A high COLA results from high inflation - why is that a good thing? People on Social Security are better off if prices drop, since benefits do not drop and so the buying power of their benefits increases (assuming inflation is measured appropriately for them - this is probably not true, but that is an issue for any rate of inflation). Also, no COLA means no increase in Medicare B.

Anonymous said...

Every cola the last few years has been wiped out by an increase in the amount Medicare takes out. Meanwhile, my rent increases every year, way beyond the $3 cola I got last year. As does my gas, utilities, food, etc, etc. go up. And the $3 this time was more than the zero I've received the last few years.

Anonymous said...

A high COLA is a good thing for those who have no other income, and a "lower inflation" will not necessarily help. There have been plenty of years, recently, with no COLA but that DOES NOT MEAN inflation was low or non existent. A COLA results if the CPI (Consumer Price Index) is higher during JULY, AUGUST and SEPTEMBER of a given year compared with the previous year. So just those 3 months of higher prices results in a COLA for the next year. If the CPI for those 3 months was the same or lower then no COLA. That, in no way, means that there was not high inflation other months, and considering that most people on SSDI had not planned to be sick, they often do not get to fully realize what their Social Security would be if they retired at the appropriate age.. I had to stop working at 37, if I could have worked until 67 my check would be much greater, and as is prices will continue to rise..I just hope they rise during July-Sept, and stay lower during the rest of the year.

Anonymous said...

The problem is the COLA is fixed to the wrong index and does not include the areas that the aging and disabled spend the majority of money on.

Anonymous said...

First, it has nothing to do with Donald Trump or Obama, it is based on a formula in the statute.
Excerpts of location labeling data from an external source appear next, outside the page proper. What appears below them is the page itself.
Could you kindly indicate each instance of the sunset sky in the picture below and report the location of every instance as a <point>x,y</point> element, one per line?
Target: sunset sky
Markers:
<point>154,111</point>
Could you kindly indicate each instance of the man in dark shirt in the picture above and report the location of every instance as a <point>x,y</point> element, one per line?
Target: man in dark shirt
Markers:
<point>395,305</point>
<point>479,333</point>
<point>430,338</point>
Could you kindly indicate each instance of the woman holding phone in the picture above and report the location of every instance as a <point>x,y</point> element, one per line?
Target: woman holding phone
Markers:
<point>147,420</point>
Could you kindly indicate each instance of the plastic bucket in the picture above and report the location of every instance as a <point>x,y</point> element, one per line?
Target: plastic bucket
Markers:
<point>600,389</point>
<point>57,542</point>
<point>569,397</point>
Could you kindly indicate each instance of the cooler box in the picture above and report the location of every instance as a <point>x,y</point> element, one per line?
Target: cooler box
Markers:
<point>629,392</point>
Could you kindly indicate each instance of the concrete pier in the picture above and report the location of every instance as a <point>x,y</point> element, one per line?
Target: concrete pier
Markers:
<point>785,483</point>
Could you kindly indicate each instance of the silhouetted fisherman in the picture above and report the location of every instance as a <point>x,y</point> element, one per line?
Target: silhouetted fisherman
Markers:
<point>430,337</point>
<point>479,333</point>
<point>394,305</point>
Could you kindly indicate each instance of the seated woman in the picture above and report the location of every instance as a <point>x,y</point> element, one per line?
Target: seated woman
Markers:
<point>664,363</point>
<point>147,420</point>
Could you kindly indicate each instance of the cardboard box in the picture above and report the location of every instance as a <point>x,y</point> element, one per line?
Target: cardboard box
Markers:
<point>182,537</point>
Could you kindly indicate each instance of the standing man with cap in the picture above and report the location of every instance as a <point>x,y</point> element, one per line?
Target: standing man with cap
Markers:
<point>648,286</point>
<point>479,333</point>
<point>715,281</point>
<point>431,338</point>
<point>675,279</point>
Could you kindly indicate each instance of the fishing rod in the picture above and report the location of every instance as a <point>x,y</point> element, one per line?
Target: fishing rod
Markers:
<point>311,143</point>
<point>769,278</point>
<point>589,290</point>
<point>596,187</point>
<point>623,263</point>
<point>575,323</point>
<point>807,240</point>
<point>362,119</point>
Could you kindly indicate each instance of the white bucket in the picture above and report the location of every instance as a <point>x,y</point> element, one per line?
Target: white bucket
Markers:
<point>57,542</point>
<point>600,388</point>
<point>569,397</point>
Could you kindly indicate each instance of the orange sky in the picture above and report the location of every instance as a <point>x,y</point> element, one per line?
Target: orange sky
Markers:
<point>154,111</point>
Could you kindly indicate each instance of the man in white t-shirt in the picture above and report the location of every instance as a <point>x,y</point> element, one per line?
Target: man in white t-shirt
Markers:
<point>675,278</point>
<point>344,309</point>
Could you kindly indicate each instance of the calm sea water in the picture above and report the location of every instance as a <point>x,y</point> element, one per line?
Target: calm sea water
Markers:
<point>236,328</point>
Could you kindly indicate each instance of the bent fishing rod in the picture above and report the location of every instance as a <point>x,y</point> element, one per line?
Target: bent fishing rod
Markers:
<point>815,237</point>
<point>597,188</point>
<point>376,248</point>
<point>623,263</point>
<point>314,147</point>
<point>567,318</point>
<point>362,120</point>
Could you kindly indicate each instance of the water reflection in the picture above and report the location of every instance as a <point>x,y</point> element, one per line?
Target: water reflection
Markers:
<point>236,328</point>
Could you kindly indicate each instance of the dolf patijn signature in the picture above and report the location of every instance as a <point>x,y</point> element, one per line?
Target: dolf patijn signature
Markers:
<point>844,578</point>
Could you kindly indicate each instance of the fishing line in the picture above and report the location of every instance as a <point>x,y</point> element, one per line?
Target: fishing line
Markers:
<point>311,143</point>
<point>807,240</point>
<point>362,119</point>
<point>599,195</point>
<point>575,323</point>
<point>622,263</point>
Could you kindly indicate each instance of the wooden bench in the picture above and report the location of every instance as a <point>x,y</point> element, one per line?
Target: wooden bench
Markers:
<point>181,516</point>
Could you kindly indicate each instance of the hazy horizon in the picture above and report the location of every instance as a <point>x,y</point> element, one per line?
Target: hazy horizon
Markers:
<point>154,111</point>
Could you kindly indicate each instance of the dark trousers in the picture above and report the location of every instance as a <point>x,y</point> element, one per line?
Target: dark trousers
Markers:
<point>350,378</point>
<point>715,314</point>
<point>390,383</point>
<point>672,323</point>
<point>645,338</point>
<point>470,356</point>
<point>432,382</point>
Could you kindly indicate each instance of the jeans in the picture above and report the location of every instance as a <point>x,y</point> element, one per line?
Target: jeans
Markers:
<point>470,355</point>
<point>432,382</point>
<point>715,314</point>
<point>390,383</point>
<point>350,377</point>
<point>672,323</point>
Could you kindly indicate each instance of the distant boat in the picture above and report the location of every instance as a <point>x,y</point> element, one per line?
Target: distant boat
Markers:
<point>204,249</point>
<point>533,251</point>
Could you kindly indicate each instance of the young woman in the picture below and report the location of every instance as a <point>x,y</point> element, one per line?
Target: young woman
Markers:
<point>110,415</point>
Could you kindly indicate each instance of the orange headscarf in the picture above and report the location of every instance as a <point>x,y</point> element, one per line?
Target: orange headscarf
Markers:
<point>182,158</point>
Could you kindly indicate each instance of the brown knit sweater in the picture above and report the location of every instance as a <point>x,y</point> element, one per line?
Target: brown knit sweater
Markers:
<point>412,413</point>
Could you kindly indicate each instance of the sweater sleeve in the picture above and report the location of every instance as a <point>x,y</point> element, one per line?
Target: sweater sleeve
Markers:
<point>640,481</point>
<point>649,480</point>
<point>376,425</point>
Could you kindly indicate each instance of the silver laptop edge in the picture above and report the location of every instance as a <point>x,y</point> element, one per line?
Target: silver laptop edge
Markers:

Those of us getting a government pension get about half of that taken away by the government pension offset provisions. Try living on Social Security without a pension. I doubt most folks could do it!!!

Anonymous said...

Thanks for higher inflation and lower real wage growth? For less jobs created in Five and a half years? For more debt? Really.

Anonymous said...

"A high COLA is a good thing for those who have no other income."

No kidding. Just like a raise is good for those who have "no other income." Seriously, just because people work, doesn't mean they have the ability to simply make more money. As noted by @8:24, unless workers get a similar raise, they are actually falling behind those who are not working, in terms of buying power. Costs go up for people that are working too....

Anonymous said...

Hello 10:00 PM, July 09, 2018,
I meant only 2 things by that:
1) Most people on SSDI have no other income, while some may actually have a pension coming form a past job, a lottery win, or are working part time (allowed under the SGA amount, but i would not advise it as it raises red flags).
2) Yes, people who work DO have the ability to make "more money"
A) you can get a better paying job
B) You can ask for a raise (more for White Collar)
C) You can work a part time job on top of your full time job (I had done that for 6 years, working 7 days a week and during 5 of those I also attended College at night. Of course it was in my younger days, but still there are OPTIONS. I see few, if any options, for me now and YES I do want the CPI to be high JULY-SEPT, and then go down...sorry but that is how I feel and my opinion. The conclusion being people who have medical disabilities are often stuck in a single income and people who are not disabled have many more choices. That is all I meant.